Roberto, excelentes las fotos. Julio Ramón Ribeyro vivía de niño en la avenida 2 de Mayo, a dos cuadras de su monumento. Su mamá siguió viviendo en esa misma casa hasta que murió, era muy amiga de una tía abuela mía. *


----------



## W!CKED (Apr 3, 2006)

Varios edificios interesantes, pero ese verde si que me asustó :lol:


----------



## tacall (Sep 10, 2007)

Buen dato de Julio Ramón Ribeyro lo unico q mata a las fotos es el cableado pero q bien q en 18 meses ya no estara


----------



## Limanidad (Jan 4, 2008)

Buenisimas fotos, a tu recorrido por Pardo no se le escapa casi ningún ángulo; sigue adelante no nos dejes sin tu visión de las restantes cuadras.


----------



## roberto_vp (Feb 8, 2008)

Muchas gracias por sus comentarios!!!



Inkandrew9 said:


> Me gusta la foto de los edificios de la cuadra 9






naths12 said:


> qué? no conoces la Av. Pardo???!!! no puede ser posible!!!
> deberías un día tomar la super S para que te lleve por un lindo recorrido por la av. Pardo..
> pero si no quieres tomar la super S.. puedes ver el videito feliz que hice desde la super S.. (como amo esa combi jajaja:lol http://www.youtube.com/watch?v=JJeDQ5HXGsk
> 
> ...


La S (L) jajajaja muy buen video, bastante detallado ver todo al mimísimo nivel del peatón (sin ver hacia arriba). Yo también apso por ahí todos los días y me encanta que tenga tanta vida, creo que es eso lo que hace que se vea diferente.



dannyhighrise said:


> Vaya Roberto te felicito por esas tomas, tu thread es de lujo, en serio, ya quiero que llegues a la primera cuadra (suspenso!). Yo te hice un comentario en tu thread "Malecones de Miraflores" de que seria bueno hacer algunas tomas de la remozada avenida y su berma central... Buena decisión!

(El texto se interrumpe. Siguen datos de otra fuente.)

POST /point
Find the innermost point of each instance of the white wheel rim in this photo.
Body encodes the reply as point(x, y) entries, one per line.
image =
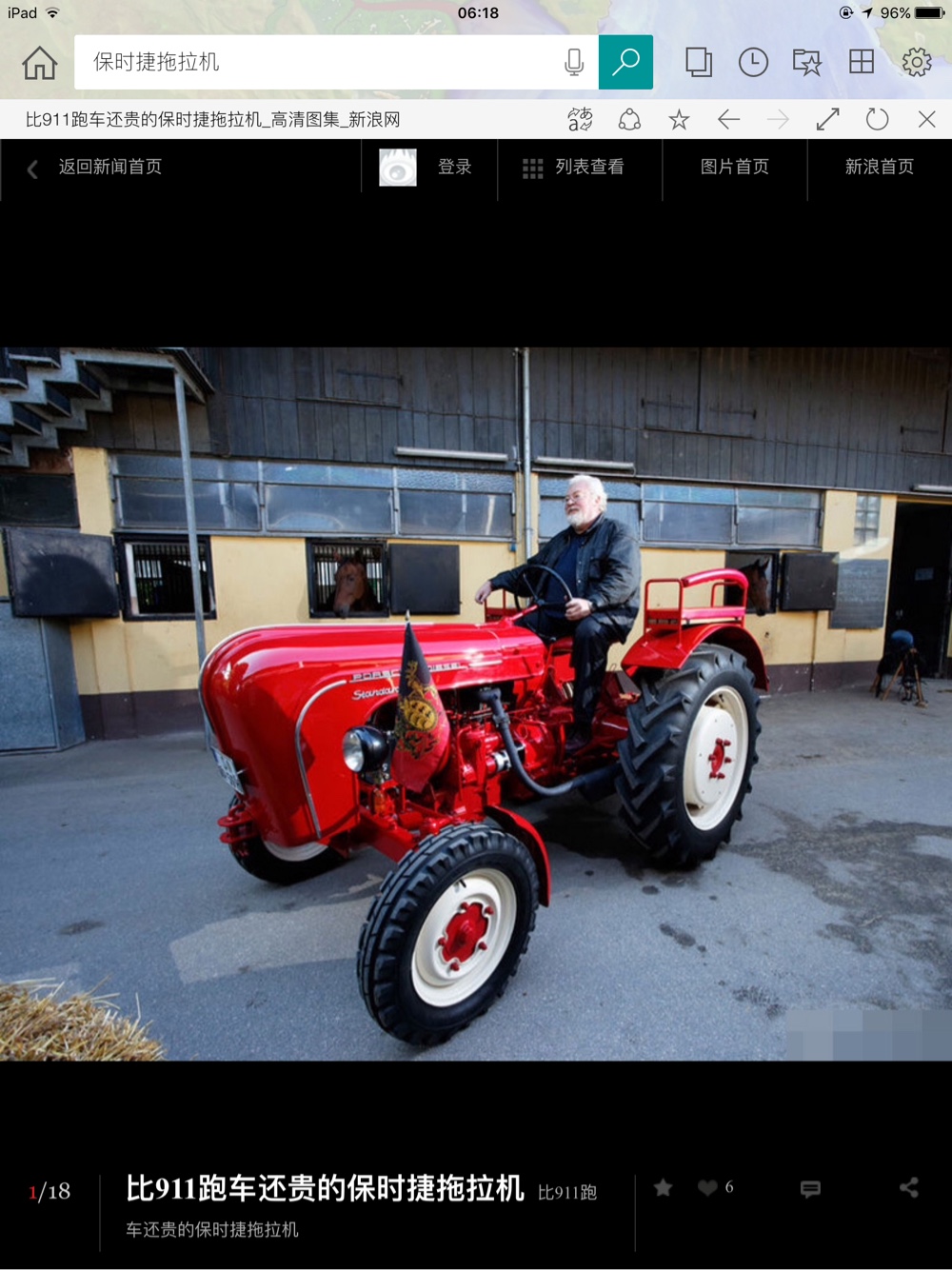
point(460, 947)
point(295, 855)
point(715, 757)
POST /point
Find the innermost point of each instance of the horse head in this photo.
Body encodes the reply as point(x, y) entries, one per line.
point(758, 585)
point(352, 588)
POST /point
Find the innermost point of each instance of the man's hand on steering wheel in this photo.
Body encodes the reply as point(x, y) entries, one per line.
point(578, 608)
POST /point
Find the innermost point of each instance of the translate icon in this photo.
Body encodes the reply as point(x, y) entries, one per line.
point(699, 63)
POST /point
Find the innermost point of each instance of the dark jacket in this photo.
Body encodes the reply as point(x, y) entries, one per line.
point(607, 573)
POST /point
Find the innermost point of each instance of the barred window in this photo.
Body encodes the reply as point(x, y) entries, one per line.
point(347, 578)
point(720, 516)
point(156, 578)
point(867, 518)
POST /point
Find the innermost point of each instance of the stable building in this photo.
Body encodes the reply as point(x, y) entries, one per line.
point(155, 501)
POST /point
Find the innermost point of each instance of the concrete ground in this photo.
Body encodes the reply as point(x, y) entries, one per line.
point(830, 903)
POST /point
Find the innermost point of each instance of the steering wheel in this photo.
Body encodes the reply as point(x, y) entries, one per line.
point(536, 598)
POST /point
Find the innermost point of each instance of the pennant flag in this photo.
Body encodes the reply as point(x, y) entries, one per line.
point(422, 725)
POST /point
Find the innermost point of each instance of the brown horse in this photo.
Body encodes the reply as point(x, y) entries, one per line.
point(758, 586)
point(353, 592)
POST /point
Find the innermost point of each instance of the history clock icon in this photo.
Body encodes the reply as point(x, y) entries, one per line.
point(753, 61)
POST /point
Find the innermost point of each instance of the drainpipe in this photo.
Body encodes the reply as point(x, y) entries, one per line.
point(190, 513)
point(526, 453)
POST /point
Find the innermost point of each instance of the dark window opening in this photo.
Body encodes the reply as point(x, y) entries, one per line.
point(156, 578)
point(347, 578)
point(762, 570)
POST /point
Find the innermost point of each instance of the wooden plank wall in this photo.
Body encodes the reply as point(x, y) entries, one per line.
point(853, 418)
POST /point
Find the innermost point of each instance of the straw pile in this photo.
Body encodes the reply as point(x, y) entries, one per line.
point(36, 1026)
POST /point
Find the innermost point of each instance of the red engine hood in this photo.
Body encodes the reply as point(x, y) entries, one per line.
point(280, 700)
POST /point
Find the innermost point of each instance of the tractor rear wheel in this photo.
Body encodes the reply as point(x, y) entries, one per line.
point(687, 760)
point(447, 931)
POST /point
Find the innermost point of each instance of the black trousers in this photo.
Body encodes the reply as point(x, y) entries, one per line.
point(592, 638)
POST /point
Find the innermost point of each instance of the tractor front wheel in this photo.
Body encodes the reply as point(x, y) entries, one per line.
point(687, 760)
point(447, 931)
point(284, 865)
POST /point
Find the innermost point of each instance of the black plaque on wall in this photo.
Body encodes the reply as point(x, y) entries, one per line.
point(425, 579)
point(61, 573)
point(861, 594)
point(809, 581)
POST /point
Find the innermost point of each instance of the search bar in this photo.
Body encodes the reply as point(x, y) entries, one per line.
point(314, 63)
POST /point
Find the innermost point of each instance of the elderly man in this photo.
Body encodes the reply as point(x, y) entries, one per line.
point(598, 560)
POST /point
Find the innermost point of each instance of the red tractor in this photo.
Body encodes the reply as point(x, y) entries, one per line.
point(307, 722)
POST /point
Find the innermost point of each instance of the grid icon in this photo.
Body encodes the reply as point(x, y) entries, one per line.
point(861, 61)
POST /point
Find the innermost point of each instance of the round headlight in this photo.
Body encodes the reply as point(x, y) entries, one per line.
point(353, 751)
point(366, 749)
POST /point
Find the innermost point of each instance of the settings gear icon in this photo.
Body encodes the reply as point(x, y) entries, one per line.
point(917, 61)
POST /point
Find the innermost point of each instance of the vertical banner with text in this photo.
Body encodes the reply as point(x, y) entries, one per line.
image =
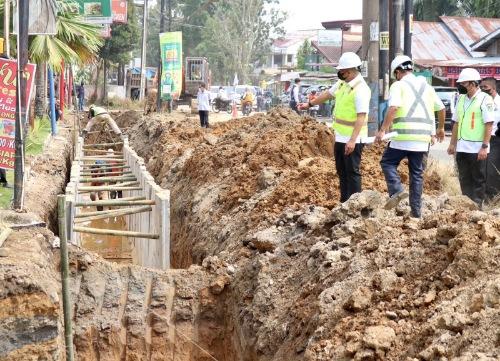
point(171, 60)
point(8, 70)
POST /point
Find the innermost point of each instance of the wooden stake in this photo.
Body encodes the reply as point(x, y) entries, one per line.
point(107, 179)
point(113, 232)
point(115, 203)
point(111, 213)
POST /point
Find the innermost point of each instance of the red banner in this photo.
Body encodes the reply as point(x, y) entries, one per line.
point(8, 70)
point(119, 11)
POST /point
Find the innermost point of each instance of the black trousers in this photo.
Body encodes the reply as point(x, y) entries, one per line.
point(203, 118)
point(348, 169)
point(472, 176)
point(493, 169)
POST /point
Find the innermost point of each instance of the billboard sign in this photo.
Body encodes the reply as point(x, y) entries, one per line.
point(8, 101)
point(171, 60)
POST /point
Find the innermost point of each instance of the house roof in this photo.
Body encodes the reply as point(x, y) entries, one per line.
point(469, 30)
point(484, 43)
point(432, 41)
point(338, 24)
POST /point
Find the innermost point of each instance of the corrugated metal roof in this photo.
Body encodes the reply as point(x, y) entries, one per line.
point(470, 30)
point(433, 42)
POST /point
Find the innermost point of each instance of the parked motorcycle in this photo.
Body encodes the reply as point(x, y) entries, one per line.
point(219, 104)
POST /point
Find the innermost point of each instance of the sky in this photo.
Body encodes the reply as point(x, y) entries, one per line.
point(308, 14)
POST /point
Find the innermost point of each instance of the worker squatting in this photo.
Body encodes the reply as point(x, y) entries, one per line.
point(410, 115)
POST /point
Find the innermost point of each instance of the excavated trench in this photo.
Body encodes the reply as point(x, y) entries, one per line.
point(267, 265)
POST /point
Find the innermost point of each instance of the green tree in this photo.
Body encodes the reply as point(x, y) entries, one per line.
point(76, 42)
point(118, 48)
point(303, 53)
point(237, 36)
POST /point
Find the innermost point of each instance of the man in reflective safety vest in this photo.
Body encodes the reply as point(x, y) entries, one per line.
point(352, 102)
point(98, 114)
point(470, 140)
point(412, 104)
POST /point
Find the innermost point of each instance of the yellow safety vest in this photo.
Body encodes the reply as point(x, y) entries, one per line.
point(345, 114)
point(415, 119)
point(99, 111)
point(470, 119)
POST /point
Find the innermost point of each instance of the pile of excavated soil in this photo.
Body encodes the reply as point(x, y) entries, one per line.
point(316, 280)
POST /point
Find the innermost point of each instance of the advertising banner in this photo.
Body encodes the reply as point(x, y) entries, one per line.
point(95, 11)
point(119, 11)
point(171, 59)
point(8, 70)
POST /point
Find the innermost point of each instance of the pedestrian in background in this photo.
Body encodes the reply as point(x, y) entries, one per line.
point(412, 104)
point(489, 86)
point(203, 105)
point(470, 140)
point(350, 124)
point(294, 96)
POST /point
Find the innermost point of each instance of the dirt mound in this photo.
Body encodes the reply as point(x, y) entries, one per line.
point(316, 280)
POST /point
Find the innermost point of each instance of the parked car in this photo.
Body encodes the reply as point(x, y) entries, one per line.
point(448, 96)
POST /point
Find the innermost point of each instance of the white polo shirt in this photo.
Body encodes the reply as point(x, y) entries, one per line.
point(396, 100)
point(361, 100)
point(487, 111)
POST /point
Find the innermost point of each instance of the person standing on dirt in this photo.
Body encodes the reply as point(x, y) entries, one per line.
point(352, 103)
point(203, 105)
point(295, 96)
point(412, 104)
point(80, 92)
point(98, 114)
point(470, 140)
point(489, 86)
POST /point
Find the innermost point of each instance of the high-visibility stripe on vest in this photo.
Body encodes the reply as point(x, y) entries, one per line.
point(414, 120)
point(345, 114)
point(99, 111)
point(470, 119)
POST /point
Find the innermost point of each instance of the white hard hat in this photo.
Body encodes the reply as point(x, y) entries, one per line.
point(349, 60)
point(469, 74)
point(399, 61)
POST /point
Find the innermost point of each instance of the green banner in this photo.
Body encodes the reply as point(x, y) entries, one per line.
point(171, 60)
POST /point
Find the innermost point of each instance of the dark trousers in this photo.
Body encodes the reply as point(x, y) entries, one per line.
point(348, 169)
point(493, 169)
point(472, 176)
point(416, 165)
point(203, 118)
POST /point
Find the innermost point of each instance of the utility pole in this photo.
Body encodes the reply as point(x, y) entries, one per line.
point(143, 50)
point(160, 65)
point(395, 28)
point(384, 41)
point(408, 26)
point(21, 102)
point(6, 28)
point(371, 53)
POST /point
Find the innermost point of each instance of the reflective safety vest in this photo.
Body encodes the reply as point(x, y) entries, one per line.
point(345, 114)
point(470, 119)
point(414, 120)
point(99, 111)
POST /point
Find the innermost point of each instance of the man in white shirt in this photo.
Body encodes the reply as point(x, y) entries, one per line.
point(473, 122)
point(489, 86)
point(203, 105)
point(412, 104)
point(350, 124)
point(294, 96)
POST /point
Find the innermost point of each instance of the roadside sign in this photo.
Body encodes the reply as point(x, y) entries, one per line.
point(8, 101)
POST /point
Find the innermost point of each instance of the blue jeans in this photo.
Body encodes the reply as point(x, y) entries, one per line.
point(416, 164)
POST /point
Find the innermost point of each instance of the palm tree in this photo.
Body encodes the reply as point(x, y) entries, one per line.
point(76, 42)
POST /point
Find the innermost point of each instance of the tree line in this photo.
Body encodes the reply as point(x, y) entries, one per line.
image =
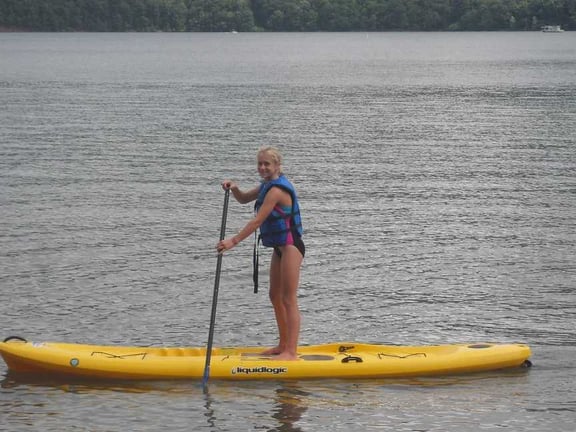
point(284, 15)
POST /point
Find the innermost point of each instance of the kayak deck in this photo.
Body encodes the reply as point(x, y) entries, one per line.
point(335, 360)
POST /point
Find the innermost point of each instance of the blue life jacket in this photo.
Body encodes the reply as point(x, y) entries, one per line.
point(281, 223)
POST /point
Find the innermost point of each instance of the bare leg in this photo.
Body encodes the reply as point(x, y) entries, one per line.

Ya llego! Ya llego! :lol: La verdad, fue tu comentario el que más o menos me dio la idea, aunque ya lo había pensado antes.. como está cerca dicidí hacer mi thread sobre esta avenida.



libidito said:


> Que buenas fotos


Más gracias 



Pablo323 said:


> Que bonita Avenida!!!


Pablo, qué bueno que te guste Lima!



libidito said:


> Esta foto me encanta


A mi también, creo que el conjunto de lo que hay en la avenida sí se ve muy bien.



Chocaviento said:


> Muy lindas fotitos gracias por compartirlas esta avenida luce impecable


De nada!



Limeñito said:


> Esa última foto está soberbia, aun si una pared lateral a la derecha se me hace demasiado familiar, pero en sí la sucesión de edificios frente a frente y esa berma central tan verde y espaciosa, logran un conjunto más que agradable.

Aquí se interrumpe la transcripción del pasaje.